Si è da poco celebrato il quarantesimo anniversario dalla prima pubblicazione della raccolta fantascientifica 10 chiavi per lo Spazio, curata dalla coppia formata da Carlo Fruttero e Franco Lucentini, famosi per esser stati per anni al timone della collana Urania, uno dei punti di riferimento della letteratura di settore.

10 chiavi per lo Spazio è l’undicesima antologia curata da Frutttero e Lucetini per Mondadori, l’ultima della collana Omnibus, arrivata a sedici anni di distanza da Universo a sette incognite, il primo lavoro di raccolta curato dai due autori nel 1963.

Il volume è diviso in due parti: nella prima, denominata “Spazio classico”, è presente un racconto, Niente di nuovo sulla Luna di Paul Ernst, un racconto breve, ovvero Il guardiano di Jerome Bixby, un romanzo breve, L’atomo azzurro di Robert M. Williams, e il romanzo di Murray Leinster L’asteroide abbandonato.

Una prima sezione molto corposa, che costituisce quasi la metà dell’intera pubblicazione, e che offre letture decisamente godibili, tutte però già apprezzate precedentemente in diversi volumi proprio della collana Urania.

La seconda parte, denominata “Controspazio”, raccoglie invece, oltre ai racconti Com’era lassù di Edmond Hamilton e Il giorno che non andammo da Lemon’s di Paul Darcy Boles, anche il racconto breve di Steven Utley Al cospetto degli Sreen, sempre già visti precedentemente su Urania, oltre che due opere inedite, come Il padre, racconto lungo di Andrew Weiner e Allacciarsi le cinture di Neal Jr.
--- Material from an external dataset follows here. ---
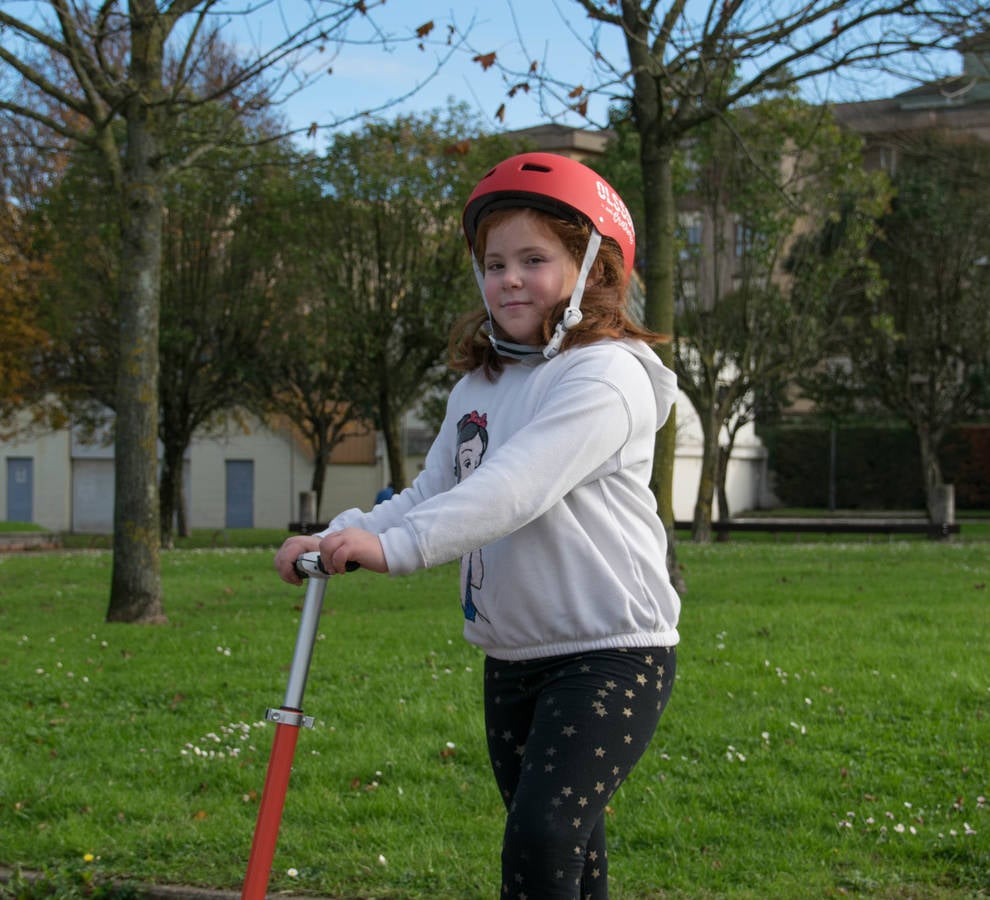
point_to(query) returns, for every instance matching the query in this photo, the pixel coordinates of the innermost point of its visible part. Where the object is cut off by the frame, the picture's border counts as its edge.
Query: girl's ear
(596, 273)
Barrett, che sono arrivati per la prima volta sulle librerie dei lettori italiani grazie a questa antologia.

Una menzione particolare merita il romanzo Lo spaziale errante, di Philip Josè Farmer, meglio conosciuto con lo pseudonimo di Kilgore Trout, anch’esso inserito nella seconda parte di 10 chiavi per lo Spazio: la particolarità di quest’opera risiede nell’intuizione dell’autore, che nel 1974, con l’invenzione dei Bujum, una sorta di buchi neri descritti nell’opera, anticipò di ben cinque anni quello che gli astronomi riuscirono a teorizzare soltanto molto tempo dopo.

Il volume si chiude con il racconto breve Frasi utili per il turista, di Joanna Russ, molto caro a Fruttero e Lucentini, che lo inserirono successivamente anche nelle pubblicazioni L’ora di fantascienza, del 1982, e Il quarto libro della fantascienza, del 1991.